The City of San Francisco is using CommCare, an app and web interface developed by Dimagi, to allow contact tracers to communicate with cases and contacts via SMS texts. North and South Dakota rolled out Care19, a voluntary app that uses the Apple/Google API.
The State of Utah opted to work with social media company Twenty to develop Healthy Together, a contact tracing app and web portal. However, news reports say the app still doesn’t offer location tracking and only 1.4% of the state’s population has downloaded the app.
No matter how well an app tracks individuals and their contacts, they won’t replace contact tracers—trained professionals who interview and educate dozens of people a day. "There are many ways technology can support this public health function,” said Emily S. Gurley, PhD, an infectious disease epidemiologist at the Center for Global Health at Johns Hopkins Bloomberg School of Public Health, during a COVID-19 media briefing. “It can help them be faster, it can help them organize data. It can help cases and contacts respond in a quick way about their signs and symptoms. But it never takes the place of the personal interaction that will have to happen for [contact tracing] to be effective."
Predicting Future Outbreaks
As developers continue to refine contact tracing apps, additional features may help public health officials, warehouses, and/or large corporations identify future outbreaks sooner. BlueDot, an outbreak risk software equipped with artificial intelligence (AI), sent alerts to clients on December 31, 2019, about unusual pneumonia cases in Wuhan, China. Two weeks later, WHO confirmed a novel coronavirus.

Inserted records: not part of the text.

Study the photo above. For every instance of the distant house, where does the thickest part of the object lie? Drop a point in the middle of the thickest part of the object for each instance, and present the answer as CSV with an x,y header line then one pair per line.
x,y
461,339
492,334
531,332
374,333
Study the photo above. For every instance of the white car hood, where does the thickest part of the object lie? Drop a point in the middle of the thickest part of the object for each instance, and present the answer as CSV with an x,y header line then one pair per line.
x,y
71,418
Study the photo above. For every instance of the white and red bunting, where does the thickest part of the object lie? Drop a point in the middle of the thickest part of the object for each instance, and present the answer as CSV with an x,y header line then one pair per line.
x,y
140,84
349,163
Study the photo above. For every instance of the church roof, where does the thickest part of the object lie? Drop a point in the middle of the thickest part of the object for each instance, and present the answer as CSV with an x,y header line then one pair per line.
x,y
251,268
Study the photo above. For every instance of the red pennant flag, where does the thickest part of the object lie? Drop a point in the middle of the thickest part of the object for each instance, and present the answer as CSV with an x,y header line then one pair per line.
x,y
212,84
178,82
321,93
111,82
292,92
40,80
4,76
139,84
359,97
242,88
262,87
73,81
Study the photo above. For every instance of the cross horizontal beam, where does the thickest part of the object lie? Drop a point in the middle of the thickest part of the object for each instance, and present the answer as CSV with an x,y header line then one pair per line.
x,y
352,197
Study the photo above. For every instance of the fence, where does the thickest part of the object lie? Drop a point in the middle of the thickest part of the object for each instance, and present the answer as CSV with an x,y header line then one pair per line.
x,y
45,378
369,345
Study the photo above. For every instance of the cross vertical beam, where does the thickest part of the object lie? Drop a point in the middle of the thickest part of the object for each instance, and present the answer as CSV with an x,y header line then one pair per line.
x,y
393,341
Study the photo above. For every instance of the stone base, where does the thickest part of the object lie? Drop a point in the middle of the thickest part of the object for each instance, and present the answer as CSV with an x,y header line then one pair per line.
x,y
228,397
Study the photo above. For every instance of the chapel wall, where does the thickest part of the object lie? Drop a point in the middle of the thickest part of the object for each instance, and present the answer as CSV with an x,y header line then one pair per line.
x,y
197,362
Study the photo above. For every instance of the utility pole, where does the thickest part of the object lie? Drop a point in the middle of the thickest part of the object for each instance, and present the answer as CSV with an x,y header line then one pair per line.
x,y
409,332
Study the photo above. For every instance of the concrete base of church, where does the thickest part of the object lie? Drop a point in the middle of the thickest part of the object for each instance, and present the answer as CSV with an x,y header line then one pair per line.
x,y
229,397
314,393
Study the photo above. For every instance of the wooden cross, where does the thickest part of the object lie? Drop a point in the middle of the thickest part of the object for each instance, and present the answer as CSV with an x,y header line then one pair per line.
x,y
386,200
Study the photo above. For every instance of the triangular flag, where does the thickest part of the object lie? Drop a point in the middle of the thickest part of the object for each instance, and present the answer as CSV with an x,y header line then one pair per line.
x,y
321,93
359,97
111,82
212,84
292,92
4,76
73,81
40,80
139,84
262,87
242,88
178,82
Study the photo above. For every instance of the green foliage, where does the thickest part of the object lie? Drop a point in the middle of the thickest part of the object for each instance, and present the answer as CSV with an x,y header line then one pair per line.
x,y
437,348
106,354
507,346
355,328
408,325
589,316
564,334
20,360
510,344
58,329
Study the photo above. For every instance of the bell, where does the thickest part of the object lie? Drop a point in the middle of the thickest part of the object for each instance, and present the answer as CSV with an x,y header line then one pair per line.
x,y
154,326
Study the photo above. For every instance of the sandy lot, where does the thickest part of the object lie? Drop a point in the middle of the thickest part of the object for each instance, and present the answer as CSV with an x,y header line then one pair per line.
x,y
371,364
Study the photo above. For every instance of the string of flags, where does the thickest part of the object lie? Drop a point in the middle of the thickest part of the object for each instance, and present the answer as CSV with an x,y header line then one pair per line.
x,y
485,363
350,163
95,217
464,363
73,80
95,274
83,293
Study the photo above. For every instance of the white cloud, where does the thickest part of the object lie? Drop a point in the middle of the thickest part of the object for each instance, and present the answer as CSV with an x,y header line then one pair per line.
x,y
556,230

“We see the improvement of digital contact tracing tools as one of the key elements of returning to a semblance of normality prior to a vaccine being available and distributed globally,” said Jason Cottrell, CEO and cofounder of Myplanet, a team of developers that provides AI solutions for Fortune 500 companies. “And we recognize that’s not one month away. That’s a couple years away.”

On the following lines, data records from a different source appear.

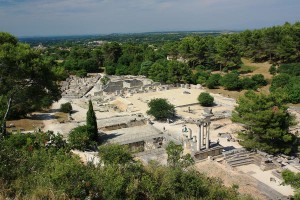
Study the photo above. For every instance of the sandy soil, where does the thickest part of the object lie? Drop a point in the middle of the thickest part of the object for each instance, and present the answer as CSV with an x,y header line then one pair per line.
x,y
246,183
264,177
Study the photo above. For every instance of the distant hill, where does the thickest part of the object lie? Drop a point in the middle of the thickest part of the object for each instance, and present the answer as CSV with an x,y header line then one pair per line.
x,y
149,37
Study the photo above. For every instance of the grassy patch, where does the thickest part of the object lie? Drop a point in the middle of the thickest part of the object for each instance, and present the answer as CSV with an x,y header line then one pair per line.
x,y
247,69
24,124
61,117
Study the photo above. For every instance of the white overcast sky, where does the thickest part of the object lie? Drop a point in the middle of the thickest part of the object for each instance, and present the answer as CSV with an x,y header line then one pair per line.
x,y
74,17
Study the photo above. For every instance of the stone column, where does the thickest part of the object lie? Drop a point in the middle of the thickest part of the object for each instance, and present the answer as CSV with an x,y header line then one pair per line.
x,y
190,133
202,134
194,139
199,142
207,134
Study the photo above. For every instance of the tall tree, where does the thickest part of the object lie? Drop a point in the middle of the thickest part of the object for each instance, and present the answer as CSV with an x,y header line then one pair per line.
x,y
267,122
91,122
26,80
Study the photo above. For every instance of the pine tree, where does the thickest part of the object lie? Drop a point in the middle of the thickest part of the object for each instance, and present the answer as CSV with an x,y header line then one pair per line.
x,y
267,122
91,122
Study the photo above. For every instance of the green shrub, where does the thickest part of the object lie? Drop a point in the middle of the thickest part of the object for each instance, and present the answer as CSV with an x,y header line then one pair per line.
x,y
161,109
205,99
231,81
259,80
66,107
213,81
80,138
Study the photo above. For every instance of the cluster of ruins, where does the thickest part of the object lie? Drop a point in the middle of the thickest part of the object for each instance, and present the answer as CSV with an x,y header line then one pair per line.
x,y
121,102
75,87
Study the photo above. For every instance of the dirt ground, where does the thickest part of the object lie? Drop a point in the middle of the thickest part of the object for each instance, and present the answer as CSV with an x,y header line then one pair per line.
x,y
247,184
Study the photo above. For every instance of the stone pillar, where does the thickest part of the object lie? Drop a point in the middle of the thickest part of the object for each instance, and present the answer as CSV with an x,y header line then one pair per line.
x,y
207,134
190,133
202,133
199,139
185,143
194,139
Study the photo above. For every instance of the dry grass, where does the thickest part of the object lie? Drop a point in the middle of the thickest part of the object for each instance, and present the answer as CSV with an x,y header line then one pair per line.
x,y
25,124
61,117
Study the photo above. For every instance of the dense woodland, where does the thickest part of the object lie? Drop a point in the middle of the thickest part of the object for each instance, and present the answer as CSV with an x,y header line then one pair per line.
x,y
29,79
192,59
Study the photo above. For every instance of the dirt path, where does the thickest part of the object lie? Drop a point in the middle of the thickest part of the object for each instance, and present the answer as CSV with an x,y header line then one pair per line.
x,y
247,184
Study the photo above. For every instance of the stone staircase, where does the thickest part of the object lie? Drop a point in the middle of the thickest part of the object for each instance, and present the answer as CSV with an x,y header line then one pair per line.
x,y
239,159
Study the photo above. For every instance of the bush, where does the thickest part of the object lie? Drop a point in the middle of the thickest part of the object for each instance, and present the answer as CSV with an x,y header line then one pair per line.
x,y
291,69
66,107
248,84
259,80
231,81
273,70
213,81
205,99
80,138
161,109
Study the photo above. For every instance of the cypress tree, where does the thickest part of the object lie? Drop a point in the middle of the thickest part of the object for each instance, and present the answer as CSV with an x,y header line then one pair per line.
x,y
91,122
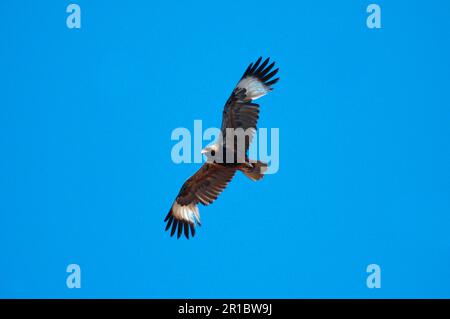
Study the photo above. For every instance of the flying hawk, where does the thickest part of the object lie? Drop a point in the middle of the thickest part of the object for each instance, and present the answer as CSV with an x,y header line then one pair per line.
x,y
211,179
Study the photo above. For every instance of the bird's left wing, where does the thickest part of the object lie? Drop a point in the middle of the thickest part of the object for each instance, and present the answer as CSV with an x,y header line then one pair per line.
x,y
240,111
203,187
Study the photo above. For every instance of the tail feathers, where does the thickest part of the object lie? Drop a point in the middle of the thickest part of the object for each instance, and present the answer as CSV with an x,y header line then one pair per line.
x,y
254,171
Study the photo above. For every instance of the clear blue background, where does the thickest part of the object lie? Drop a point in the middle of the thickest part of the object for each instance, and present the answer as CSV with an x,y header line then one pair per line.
x,y
87,177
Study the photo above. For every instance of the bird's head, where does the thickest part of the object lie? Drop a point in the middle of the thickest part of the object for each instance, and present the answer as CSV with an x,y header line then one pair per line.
x,y
211,151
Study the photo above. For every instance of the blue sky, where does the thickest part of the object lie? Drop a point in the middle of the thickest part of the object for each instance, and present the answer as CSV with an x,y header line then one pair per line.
x,y
86,174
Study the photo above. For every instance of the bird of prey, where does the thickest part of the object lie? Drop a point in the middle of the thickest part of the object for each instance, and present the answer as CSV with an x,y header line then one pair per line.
x,y
211,179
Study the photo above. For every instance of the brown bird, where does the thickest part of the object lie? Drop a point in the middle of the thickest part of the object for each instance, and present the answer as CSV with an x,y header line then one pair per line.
x,y
226,156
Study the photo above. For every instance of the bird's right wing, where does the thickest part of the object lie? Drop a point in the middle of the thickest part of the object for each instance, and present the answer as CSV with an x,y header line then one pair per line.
x,y
240,111
203,187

Cottrell supports Apple/Google’s initiative and agrees that in a free society, data used in contact tracing should remain in the hands of the people. If apps can get past privacy and security concerns, he sees them becoming standard in our mobile devices.
“We see the next wave as an operating system-level integration, so it gets past security prescriptions put in place for third party apps,” says Cottrell. “So they’ll not only have more reach but they’ll be more effective while still maintaining privacy.”